A new surge of memories begins, but, unlike the last, they’re overlapping, snapping into my mind. I’m not just witnessing the events, I’m living them through the minds of the Dread, who are connected to the matriarchs. Sometimes it’s individual Dreads, sometimes entire colonies. Bombs explode. Nuclear fallout poisons both worlds. Species of Dread I haven’t yet seen, living in the oceans and on island colonies, are decimated by more than 2,011 nuclear tests and scads of accidents. I see Three Mile Island, Chernobyl, Fukushima, and the SL-1 meltdown in Idaho. There are also a number of less famous radioactive accidents in Costa Rica, Zaragoza, Morocco, Mexico City, Thailand, and Mayapuri, India. The stories of these events are well known in my frequency, but the human race is naive to the vast and horrible effects these events have on the Dread world. I experience these events the way every Dread around the world does. I feel the network of minds connected through the matriarchs. They are separate and with free will but connected and unified, though some—mostly immature youths—still act outside the network, following in the old ways of haunting humanity.

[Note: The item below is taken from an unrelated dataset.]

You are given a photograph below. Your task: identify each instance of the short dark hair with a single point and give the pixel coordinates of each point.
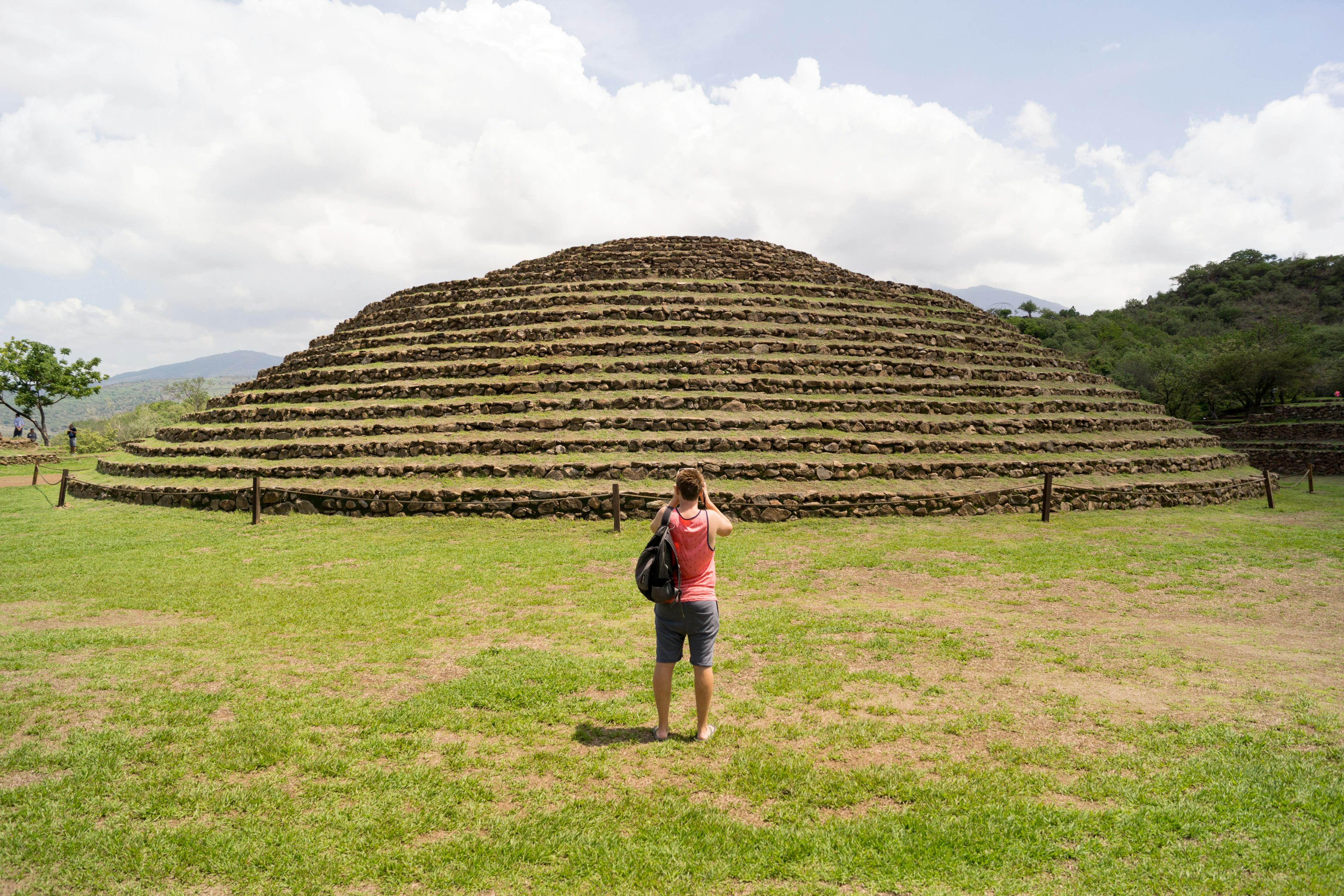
(689, 484)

The explosion of memories, coupled with the overwhelming emotions of hundreds of thousands of Dread cut down by human ingenuity and warfare, tears me apart.

It’s no wonder the Dread would see us as a threat. We’ve been waging war on them since 1945. While test sites might be empty in our world, in the mirror world we’re wiping out entire colonies.

Like I did.

The deaths I’ve caused, even in the past hour, weigh more heavily now. But they still killed my son and still have Maya, which means I would make the same choices. That Dread bull would have done the same for his son. But would the matriarchs do the same?

The matriarchs… I only have a vague sense of what they are, and I think the word is really just a loose translation enabling me to make sense of an alien memory. I suspect the Dread mole whose tendrils now embrace my still-senseless body is one of them.

Three new memories that belong to me begin to surface. They hit me all at once, snapping back into my mind. And they change everything.